The geometric interpretation above indicates how to produce a local ring with any number of prime ideals. Given a positive integer $n$, consider $n$-dimensional affine space $\mathbb{A}^n$ over a field $k$ of characteristic zero. Its coordinate ring is $k[x_1, \ldots, x_n]$, and if we localize at the prime (maximal, actually) ideal $(x_1, \ldots, x_n)$, we obtain the local ring $k[x_1, \ldots, x_n]_{(x_1, \ldots, x_n)}$ which consists of all rational functions on $\mathbb{A}^n$ that are defined at the origin. By the correspondence theorem for prime ideals in a localization, this ring has a chain of prime ideals
$$
(0) \subsetneq (x_1) \subsetneq (x_1, x_2) \subsetneq \ldots \subsetneq (x_1, x_2, \ldots, x_n)
$$
of length $n$.
As for an example where $R$ is not a domain: an affine variety is irreducible iff its coordinate ring is a domain, so we need to consider reducible varieties.
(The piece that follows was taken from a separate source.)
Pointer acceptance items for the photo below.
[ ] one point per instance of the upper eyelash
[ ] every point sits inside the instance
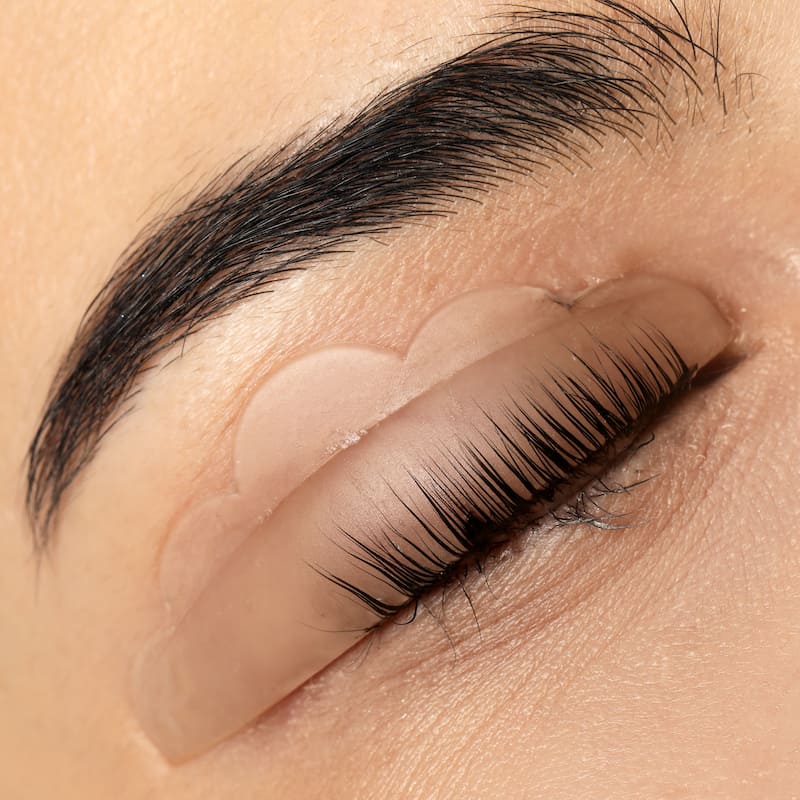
(474, 502)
Let $A = \frac{k[x,y]}{(xy)}$ which is the coordinate ring of the union of the lines $x = 0$ and $y = 0$ in the plane. Let $\mathfrak{m} = (x,y)$ and let
$$
R = A_\mathfrak{m} = \left(\frac{k[x,y]}{(xy)}\right)_{(x,y)}
$$
which is the local ring at the origin. Then $(x), (y)$, and $(x,y)$ are all prime ideals of $R$.
Best Answer
First consider the polynomial ring $R=F[x,y]$ for a field $F$. One chain of prime ideals in this ring is $(0)\subseteq (x)\subseteq (x,y)$. Now $(x,y)$ is a maximal ideal, but there are other maximal ideals, for example $(x+1,y)$.
The easiest way to eliminate the other maximal ideals is to pass to the localization at the prime $M=(x,y)$ so that the new ring $R_M$ is a local ring. It is a property of localization that the prime ideals contained in $M$ will have prime counterparts in $R_M$, with the same containment relations and everything. Thus the chain $(0)_M\subseteq (x)_M\subseteq (x,y)_M$ will be a properly ascending chain of prime ideals in the new ring $R_M$.
Even if you are not handy with localization now, you probably will need to be soon, so trying to understand this type of example is worthwhile.